The BOOST program was a heist. Public money was stolen. Public money was squandered. Public money was exploited for political and personal profit. Only a very few, out of the thousands that applied, were grossly enriched. They were obviously well-connected.

The insiders of the BOOST program want us to believe that award decisions were made based on the merit and uniqueness of the applications—even when large amounts of money and multiple awards flowed to the same individuals, the same families, the same business associates, the same political supporters, the same bank administering the program and all its employees who applied.

“Everyone was privileged to apply,” we were told by one of the review panelists. But clearly, only a few were privileged to get “BOOSTed.”

This big money grab was made possible by the absolute lack of oversight and transparency. There were no rules, no process, no records of evaluations or votes or recusals, no rubrics, no guidelines, no restrictions. Meetings were held in secret—away from public view, without any notice or documentation. And the political motivations driving this program are impossible to ignore. There are signs of that throughout the records.

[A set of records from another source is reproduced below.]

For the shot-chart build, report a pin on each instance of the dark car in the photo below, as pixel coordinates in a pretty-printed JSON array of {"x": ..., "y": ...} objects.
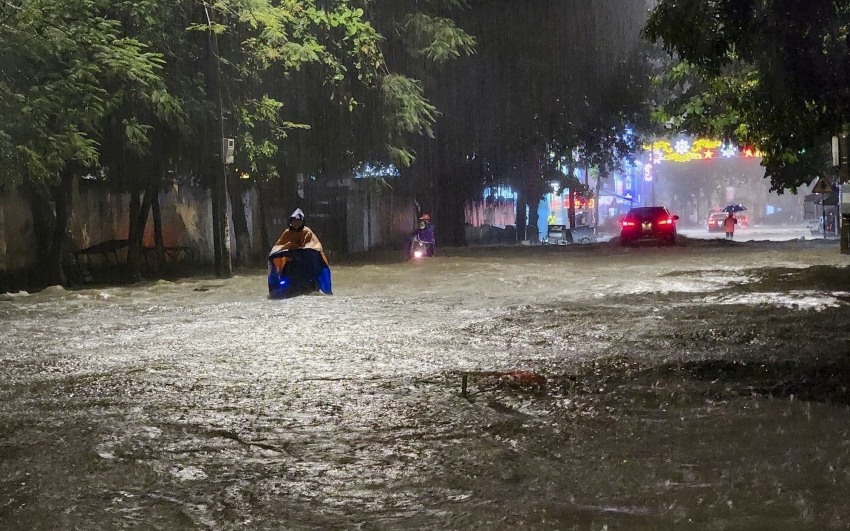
[{"x": 648, "y": 223}]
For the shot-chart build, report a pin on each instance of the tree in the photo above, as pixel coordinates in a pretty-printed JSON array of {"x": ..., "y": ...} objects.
[
  {"x": 771, "y": 74},
  {"x": 67, "y": 66}
]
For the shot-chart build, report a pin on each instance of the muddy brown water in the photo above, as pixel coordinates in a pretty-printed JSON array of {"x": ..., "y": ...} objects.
[{"x": 701, "y": 387}]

Here was a government program passing out cash, in the weeks before and during an election. The people reviewing applications and recommending awards were all political appointees of the governor and members of his reelection campaign. And the one person with final approving authority for all BOOST awards was the governor himself.

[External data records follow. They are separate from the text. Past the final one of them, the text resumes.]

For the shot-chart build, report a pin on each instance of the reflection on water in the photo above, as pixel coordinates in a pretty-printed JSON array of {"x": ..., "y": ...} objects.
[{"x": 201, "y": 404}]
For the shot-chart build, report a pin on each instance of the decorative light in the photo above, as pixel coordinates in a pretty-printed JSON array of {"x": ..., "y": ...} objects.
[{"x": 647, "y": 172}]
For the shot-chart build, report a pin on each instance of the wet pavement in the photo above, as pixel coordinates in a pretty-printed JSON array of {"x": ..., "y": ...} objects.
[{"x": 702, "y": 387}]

The BOOST program could have been amazing. It could have really helped a lot of businesses and nonprofits, people who struggled through the pandemic and just needed a lift. And let’s be very clear that our efforts in launching this fact-finding and investigation into the BOOST program were not, and were never about, going after the legitimate small businesses and nonprofits that applied for these funds in good faith and with genuine needs. No one, really, can be blamed for applying for these funds.

But the people who should absolutely be held accountable are the BOOST officials who created a program with no rules, rubrics, or records, and grossly mismanaged and politicized the distribution of public funds. Multiple people had their hands in this fiasco. Ultimately, however, the buck stops with the soon-to-be-former governor Ralph Torres himself, who had the final say for all the BOOST awards, and was and has been the sole expenditure authority for these funds.

Gov. Torres has staunchly maintained that only he should have had a say over all the federal funds that have been awarded to the Commonwealth. BOOST was a $17-million debacle. But that’s $17 million out of the more than $2 billion the Commonwealth has received in typhoon disaster and pandemic recovery funds. The brazenness and negligence of public officials involved in BOOST should make us all wonder: What other improprieties have been committed that we don’t yet know about? What other money grabs have occurred?

If there is one lesson that has been amply demonstrated by this whole mess, it is what we in the House leadership have been saying this entire term: one person should not have such unchecked power over the public purse. That’s how precious resources get wasted. That’s how corruption begins.

I urge the next legislature, and the next governor, to take all necessary steps to change the culture of fiscal recklessness that has prevailed in our government, to one of real checks and balances, transparency, accountability, and prudence in the expenditures of public funds.

***
Rep. Christina “Tina” Sablan is a member of the House of Representatives in the 22nd Legislature.